# White Tail Photo Shoot - huge success



## WhiteTailsMinis (Jun 18, 2010)

I wish to thank Kelly Roe and her assistant Katie for a super 3-day makeover! My gosh it was extremely hot - we all shedded pounds for sure!

We started at 10am Friday morning and they left 7pm Sunday night.

We did 4 stallions, 2 yearlings and 6 foals. Since our marketing attempts on our colts are not as fruitful as we hoped (gosh who doesn't want buckeroo grandget?) - - we decided we needed a makeover from a professional to get the job done and help us with presentation.

Holly and I just haven't gotten the clipping nor the photography mastered yet, hard as we try. LOL

One thing I learned is everybody needs DOUBLE K CLIPPERS! We have just ordered ours!

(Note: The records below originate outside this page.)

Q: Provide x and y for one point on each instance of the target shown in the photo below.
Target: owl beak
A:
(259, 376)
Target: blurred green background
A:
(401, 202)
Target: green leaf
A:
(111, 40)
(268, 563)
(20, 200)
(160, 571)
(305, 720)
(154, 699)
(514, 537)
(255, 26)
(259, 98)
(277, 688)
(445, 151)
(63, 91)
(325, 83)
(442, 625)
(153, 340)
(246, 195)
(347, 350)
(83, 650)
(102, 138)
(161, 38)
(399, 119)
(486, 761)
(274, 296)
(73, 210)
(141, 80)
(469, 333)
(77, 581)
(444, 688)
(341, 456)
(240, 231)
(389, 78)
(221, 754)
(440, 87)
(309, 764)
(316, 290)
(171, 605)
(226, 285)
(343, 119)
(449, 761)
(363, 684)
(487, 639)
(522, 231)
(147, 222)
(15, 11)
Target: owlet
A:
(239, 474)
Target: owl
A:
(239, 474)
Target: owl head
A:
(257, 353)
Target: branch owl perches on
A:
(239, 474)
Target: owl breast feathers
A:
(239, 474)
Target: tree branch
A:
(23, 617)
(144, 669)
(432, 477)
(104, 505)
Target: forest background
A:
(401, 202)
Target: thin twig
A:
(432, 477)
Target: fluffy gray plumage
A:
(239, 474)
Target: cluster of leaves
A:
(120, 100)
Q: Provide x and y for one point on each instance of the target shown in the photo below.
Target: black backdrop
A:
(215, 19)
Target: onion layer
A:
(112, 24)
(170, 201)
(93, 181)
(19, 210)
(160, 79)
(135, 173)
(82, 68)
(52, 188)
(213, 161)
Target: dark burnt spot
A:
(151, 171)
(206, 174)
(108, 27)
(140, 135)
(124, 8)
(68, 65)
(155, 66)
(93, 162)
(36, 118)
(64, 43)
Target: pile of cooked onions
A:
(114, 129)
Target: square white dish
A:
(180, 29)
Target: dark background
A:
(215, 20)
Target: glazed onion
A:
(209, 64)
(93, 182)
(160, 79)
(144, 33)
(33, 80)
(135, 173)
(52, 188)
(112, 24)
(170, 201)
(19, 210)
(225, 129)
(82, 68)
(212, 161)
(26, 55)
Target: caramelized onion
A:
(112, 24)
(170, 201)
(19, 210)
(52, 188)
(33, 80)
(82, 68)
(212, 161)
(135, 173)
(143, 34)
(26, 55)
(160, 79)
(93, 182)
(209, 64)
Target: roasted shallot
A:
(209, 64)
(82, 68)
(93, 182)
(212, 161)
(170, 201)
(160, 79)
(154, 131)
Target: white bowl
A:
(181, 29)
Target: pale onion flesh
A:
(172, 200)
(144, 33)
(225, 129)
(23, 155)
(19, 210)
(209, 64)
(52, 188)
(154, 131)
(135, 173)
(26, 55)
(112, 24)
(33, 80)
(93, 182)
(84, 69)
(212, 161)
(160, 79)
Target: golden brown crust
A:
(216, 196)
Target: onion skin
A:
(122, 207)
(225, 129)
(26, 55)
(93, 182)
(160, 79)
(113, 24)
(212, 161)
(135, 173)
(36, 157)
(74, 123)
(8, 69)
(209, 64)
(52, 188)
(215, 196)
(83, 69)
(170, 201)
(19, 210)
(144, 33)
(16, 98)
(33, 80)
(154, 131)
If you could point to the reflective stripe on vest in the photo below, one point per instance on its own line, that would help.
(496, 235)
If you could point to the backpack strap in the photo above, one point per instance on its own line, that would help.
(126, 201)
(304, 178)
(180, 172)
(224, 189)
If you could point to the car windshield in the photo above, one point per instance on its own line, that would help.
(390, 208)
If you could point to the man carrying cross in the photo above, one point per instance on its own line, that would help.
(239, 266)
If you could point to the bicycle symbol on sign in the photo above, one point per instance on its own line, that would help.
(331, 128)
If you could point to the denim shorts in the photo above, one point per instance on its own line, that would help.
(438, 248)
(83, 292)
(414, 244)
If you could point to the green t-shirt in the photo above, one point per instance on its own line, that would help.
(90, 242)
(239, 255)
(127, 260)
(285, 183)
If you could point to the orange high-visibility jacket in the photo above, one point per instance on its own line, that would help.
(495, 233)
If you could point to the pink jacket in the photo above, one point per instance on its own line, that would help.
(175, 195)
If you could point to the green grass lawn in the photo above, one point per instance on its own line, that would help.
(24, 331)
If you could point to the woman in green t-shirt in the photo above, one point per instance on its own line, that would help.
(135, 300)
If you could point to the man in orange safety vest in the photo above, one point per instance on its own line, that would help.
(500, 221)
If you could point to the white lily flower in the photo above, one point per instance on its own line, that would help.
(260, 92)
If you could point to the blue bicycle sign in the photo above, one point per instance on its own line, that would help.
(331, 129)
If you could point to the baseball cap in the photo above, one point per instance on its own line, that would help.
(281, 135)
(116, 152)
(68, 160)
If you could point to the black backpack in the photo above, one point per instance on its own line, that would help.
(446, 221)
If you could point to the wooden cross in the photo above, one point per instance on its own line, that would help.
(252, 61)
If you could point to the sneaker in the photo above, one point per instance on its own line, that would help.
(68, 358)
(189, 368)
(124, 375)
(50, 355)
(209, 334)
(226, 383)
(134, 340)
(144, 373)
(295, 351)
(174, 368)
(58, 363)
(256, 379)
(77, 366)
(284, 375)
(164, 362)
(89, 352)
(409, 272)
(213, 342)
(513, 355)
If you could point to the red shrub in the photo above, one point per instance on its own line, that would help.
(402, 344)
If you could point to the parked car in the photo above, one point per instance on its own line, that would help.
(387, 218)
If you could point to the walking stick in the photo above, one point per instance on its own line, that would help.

Kelly and Katie are extremely hard workers and truly the horse-whisperer in person! While I knew all our horses would be well behaved, I was totally mesmerized by her connection with them. She razored and clipped and did her magic without halters, without twitches and without restraint.

We had two other farms come in with their horses also - everyone sweated and panted (and I'm not talking about the horses either LOL).

I would like to share some of the first photos I have purchased from this shoot (yes, the shoot was this past weekend and Kelly already gave us the photos - I'm telling you this woman is amazing!).

We'll start with our 2010 babies - 5 colts:






















This last little fella is only 2 weeks old (remember the two foals born just 5 hours apart?). We thought he was too tiny to do a whole body clip and razoring so he just got the head/neck clip and wetted down - still a beautiful boy though isn't he?






Then we have an overseas client who is intereseted in the full sister to the one she purchased last year - she's burning up the showring over there with Champion titles. So, to surprise her - we snuck in this fabulous Bonus filly and I do believe she's definitely hooked LOL Sarah-Jane of Dandy Farms in England is truly the most wonderful and talented lady! This little girl is headed her way:






We did 4 stallions and the two I purchased first are because I never saw them fitted up ever! 

*CONTINUED BELOW NEXT POST AS I ALWAYS GET AN ERROR FOR GOING OVER! ........LOL*


----------



## WhiteTailsMinis (Jun 18, 2010)

Bonus our Buckeroo and L&D Scout grandson has YEARLING photos on our website - - we've never seen him fitted up so I purchased his photo first. He had his first foal crop for us in 2009 and we're thrilled with all his babies!

This is the sire of the '09 filly in England burning up the show circuit:

 






 

Our EXTREME MAKE-OVER would be our BTU son. I was just mesmerized with his transformation. We bought him as a yearling - never saw him fitted up either - he is overweight but the transformation still gives us goosebumps. His photos on our website certainly need to be replaced with these! LOL He produced his first foals for us this year. Here's Bailey all dolled up:

 






 

Then, lastly we added the two yearling colts - both of them sired by Bonus and half brother to the England filly. Hopefully these photos will get them some attention finally LOL:

 











 

Kelly will be getting all the new photos on our website - but I just couldn't wait to show them off - we're still so very excited! Thank you Kelly and Katie for an extremely wonderful weekend.

 

_*I came back to edit thinking I should probably mention that these photos are not doctored or chopped or shopped whatever the term is. These horses look the same right now days later standing in the pasture - they just don't have shiny muzzles anymore as we wiped all that off. They are still beautiful out there even with their sunscreen all over them. LOL*_

_* *_

Thanks to Mary and Patty for joining us with your horses - I know you are as pleased with your photos!

 

Thanks for looking - - -


----------



## Watcheye (Jun 18, 2010)

I just love photography!! Id love to see ALL of the pictures taken!



Very nice minis!


----------



## Allure Ranch (Jun 18, 2010)

_Sounds like it was a very successful weekend for you guys.... The photos look great and I wish you the best of luck with placing your little ones._


----------



## AnnaC (Jun 18, 2010)

WOW!! Fantastic photos of beautiful horses








Sarah-Jane is going to be a very happy lady - again!!

Anna


----------



## ThreeCFarm (Jun 18, 2010)

After all that effort, I hope your colt sales really pick up, LOL! That sounds like a LOT of HARD work!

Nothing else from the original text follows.